Community feedback on forums and social media rated the puzzle around average to slightly above average difficulty. Many solved it in 4-5 guesses, with average attempts at about 5 per NYT data. Testers found it “very challenging” in some reviews, though starter words often revealed key vowels early.
### Full Answer and Breakdown
**Today’s Wordle answer: OASIS**
– Position 1: O (green early for many)
– Position 2: A
– Position 3: S
– Position 4: I
– Position 5: S (repeated S at end)
No uncommon letters tripped players; the double S and vowel-heavy structure made it accessible once vowels locked in.
### Strategies to Solve Wordle Efficiently
Wordle’s enduring appeal lies in its simplicity and strategic depth. Experts and top solvers recommend these approaches:
1. **Strong openers**: Begin with words rich in common vowels (A, E, I, O, U) and frequent consonants (R, S, T, L, N). Popular starters include ADIEU, AUDIO, RAISE, SLATE, CRANE or TRACE. Today’s puzzle rewarded vowel-focused guesses like AUDIO or ARISING.
2. **Second guess optimization**: Use the first guess’s feedback to maximize information. If green/yellow letters emerge, incorporate them while testing new common letters. Avoid repeating eliminated grays.
3. **Position awareness**: Green letters fix positions; yellows need repositioning. Eliminate impossible placements quickly.
4. **Hard mode consideration**: For added challenge (optional in settings), reuse confirmed letters in subsequent guesses.
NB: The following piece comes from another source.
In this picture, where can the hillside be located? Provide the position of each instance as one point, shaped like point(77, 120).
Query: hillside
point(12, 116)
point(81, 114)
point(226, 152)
It sharpens logic but increases difficulty.
5. **Avoid rare words early**: Skip obscure starters; focus on high-frequency letters per computational analyses (e.g., from Wordle solver bots).
6. **Streak protection**: If stuck, note possible words without guessing recklessly. Many use paper or notes for tracking.
Today’s puzzle exemplified good design: common word, fair letter distribution, no obscure meanings. It avoided traps like plurals or past tenses that sometimes mislead.
### Player Reactions and Community Insights
On Reddit’s r/wordle and X, solvers shared grids showing 3-6 guess solves. One user posted a lucky 3-guess win starting with PARSE → BASIL → OASIS. Others noted the repeated S caught them off-guard after vowel tests.
The puzzle’s desert theme resonated amid spring discussions of renewal and escape. Some linked it metaphorically to finding calm in busy lives or global events.
Wordle, created by Josh Wardle and acquired by The New York Times in 2022, remains free (with optional subscription for ad-free play and archives). It spawns variants like Quordle, Sedecordle and Worldle, but the original daily ritual endures.
For those who missed it or want practice, the archive lets subscribers replay past puzzles. Puzzle #1736 arrives at midnight ET on March 21.
With consistent daily engagement, Wordle sharpens vocabulary, pattern recognition and persistence — small wins that build satisfying streaks.